Yum Brands' (NYSE:YUM) Taco Bell launched its national breakfast roll-out by targeting breakfast leader McDonald's (NYSE:MCD) with a clever ad featuring men named Ronald McDonald extolling the virtues of the chain's new morning offerings.
Since those ads poking fun at its rival's signature clown were so well received and crossed over into pop culture -- bringing the chain an enormous amount of publicity -- Taco Bell has struck again. Its latest breakfast commercial "Get with the times" paints anyone who would get breakfast from the Golden Arches as stuck in the 1980s.
Set to the tune of "Old McDonald had a farm," the 30-second TV spot shows a man with an 1980's mullet-style haircut and an outfit reminiscent of something Don Johnson would wear on Miami Vice eating an Egg McMuffin while riding the bus. He then returns to his outdated apartment, which features a full-size Galaga arcade game, a poster for the movie Howard the Duck, and another for the band Loverboy. When he sees an ad for Taco Bell's Waffle Taco (on his old-school non-flat screen TV) he decides to modernize changing his clothes, haircut and the decor in his home.
The message of the ad is very clear -- eating breakfast at McDonald's is out of fashion and hip, modern people choose Taco Bell (and don't like Loverboy, which is sad because who doesn't like Working for the Weekend)?
Taco Bell sees opportunity
McDonald's has long been the breakfast leader, commanding a 25% market share of the $50 billion fast food breakfast market, according to market researcher Technomic.
Taco Bell, like many other fast food chains before it, believes it can grab some of that market by offering an alternative.
"Our customers have asked us to do breakfast because there's a sea of sameness in breakfast sandwiches," Taco Bell President Brian Niccol told USA Today.

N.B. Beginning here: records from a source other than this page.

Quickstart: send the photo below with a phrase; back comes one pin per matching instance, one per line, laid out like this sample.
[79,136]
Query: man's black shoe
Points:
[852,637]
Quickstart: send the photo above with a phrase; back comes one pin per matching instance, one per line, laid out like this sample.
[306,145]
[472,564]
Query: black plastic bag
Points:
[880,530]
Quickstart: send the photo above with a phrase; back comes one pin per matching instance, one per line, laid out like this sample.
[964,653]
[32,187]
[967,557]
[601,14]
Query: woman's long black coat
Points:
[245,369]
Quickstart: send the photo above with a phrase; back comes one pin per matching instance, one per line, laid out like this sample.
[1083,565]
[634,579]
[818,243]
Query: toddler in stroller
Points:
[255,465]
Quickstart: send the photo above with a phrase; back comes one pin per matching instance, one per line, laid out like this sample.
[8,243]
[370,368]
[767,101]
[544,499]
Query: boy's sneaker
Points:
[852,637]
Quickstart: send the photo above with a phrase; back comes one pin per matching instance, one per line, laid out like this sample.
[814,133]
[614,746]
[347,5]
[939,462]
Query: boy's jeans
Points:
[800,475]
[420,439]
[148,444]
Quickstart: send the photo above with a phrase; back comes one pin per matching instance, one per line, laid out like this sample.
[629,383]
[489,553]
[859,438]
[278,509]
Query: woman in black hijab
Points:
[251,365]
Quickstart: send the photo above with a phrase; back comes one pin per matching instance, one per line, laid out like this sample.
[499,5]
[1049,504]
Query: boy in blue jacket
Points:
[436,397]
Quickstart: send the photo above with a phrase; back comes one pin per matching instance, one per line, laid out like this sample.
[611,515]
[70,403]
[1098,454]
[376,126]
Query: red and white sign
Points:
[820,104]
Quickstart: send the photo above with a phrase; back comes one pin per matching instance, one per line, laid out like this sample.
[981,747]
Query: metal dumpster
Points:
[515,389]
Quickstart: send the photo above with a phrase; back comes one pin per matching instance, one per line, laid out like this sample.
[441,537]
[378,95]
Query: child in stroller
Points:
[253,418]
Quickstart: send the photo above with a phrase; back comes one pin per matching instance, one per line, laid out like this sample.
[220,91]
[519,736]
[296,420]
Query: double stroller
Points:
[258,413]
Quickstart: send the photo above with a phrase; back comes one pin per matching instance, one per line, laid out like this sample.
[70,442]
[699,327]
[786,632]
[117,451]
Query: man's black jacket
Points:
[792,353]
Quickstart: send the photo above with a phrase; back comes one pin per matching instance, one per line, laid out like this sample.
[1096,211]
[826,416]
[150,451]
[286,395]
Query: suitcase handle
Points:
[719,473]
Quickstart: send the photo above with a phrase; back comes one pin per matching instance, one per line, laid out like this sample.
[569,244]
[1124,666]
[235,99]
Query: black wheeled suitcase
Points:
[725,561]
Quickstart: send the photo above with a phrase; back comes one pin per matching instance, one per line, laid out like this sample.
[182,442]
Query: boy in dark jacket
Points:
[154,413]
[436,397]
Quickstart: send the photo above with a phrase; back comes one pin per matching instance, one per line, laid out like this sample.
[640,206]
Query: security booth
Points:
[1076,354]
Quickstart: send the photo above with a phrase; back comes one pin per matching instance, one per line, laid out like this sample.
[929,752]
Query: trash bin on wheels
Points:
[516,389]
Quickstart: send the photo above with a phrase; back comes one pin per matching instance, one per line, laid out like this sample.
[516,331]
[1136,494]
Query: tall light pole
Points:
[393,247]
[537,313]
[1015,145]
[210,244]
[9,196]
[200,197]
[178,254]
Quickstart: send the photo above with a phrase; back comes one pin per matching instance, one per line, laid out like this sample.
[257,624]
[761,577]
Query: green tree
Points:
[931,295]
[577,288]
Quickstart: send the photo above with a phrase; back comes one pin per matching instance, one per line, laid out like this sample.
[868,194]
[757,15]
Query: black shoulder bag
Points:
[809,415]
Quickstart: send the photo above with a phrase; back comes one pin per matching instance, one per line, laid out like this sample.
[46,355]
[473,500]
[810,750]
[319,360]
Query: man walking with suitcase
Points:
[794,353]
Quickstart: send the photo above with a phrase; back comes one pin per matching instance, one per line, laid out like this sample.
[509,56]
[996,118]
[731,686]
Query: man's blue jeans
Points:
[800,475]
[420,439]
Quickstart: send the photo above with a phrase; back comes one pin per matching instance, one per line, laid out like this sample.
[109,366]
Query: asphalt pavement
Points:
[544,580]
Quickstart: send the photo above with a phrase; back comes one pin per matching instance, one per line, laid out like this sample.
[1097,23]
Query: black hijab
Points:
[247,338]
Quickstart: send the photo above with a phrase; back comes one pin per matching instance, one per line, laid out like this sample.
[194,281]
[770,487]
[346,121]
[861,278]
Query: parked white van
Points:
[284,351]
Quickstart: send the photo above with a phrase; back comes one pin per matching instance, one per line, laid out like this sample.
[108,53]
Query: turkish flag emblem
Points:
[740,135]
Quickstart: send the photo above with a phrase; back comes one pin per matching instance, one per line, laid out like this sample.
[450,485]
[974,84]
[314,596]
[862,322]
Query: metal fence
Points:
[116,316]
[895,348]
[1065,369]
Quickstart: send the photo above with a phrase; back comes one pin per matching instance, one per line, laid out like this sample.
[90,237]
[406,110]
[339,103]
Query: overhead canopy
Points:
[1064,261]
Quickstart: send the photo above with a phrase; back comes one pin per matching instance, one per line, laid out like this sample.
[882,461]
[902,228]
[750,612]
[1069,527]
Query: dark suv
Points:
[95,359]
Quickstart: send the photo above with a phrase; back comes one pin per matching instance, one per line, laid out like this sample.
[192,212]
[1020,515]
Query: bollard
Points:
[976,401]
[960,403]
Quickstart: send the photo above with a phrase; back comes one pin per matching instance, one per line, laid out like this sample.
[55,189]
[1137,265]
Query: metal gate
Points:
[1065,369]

The Taco Bell menu is certainly different, though perhaps not as radical as the company thinks. McDonald's has long had a variety of breakfast burritos and Taco Bell's Waffle Taco is not that different from the McGriddle, which is essentially a breakfast sandwich served on two pancake-like objects.
Breakfast is a growth opportunity
In December 2013, Technomic examined how major foodservice brands from restaurants to retailers were trying to use breakfast as a way to get customers in the door. The research company learned that the opportunity for growth in the segment was huge as only 20% of consumers told Technomic that they're eating breakfast away from home more often now than they were one year ago. The research found that customers had specific ideas about what would lure them in for breakfast:
- Limited-service breakfast customers place high importance on value menus, breakfast sandwiches and portability
- Coffee is key: 64% of consumers drink coffee at breakfast; 54% of these consumers prefer a restaurant that offers free coffee refills, and 30% agree that they are loyal to concepts that serve their preferred brand of java
- Consumers link breakfast with health: 63% of consumers feel it is unhealthy to skip breakfast; open-ended data shows that many consumers want more healthful breakfast options.
Both Taco Bell and McDonald's have prioritized portability and value. Only McDonald's has focused on coffee (Taco Bell has it but does not put anywhere near the effort into it that McDonald's does with its McCafe brand). And while neither can claim to be health-focused, McDonald's now offers an egg white option to appeal to health-conscious customers.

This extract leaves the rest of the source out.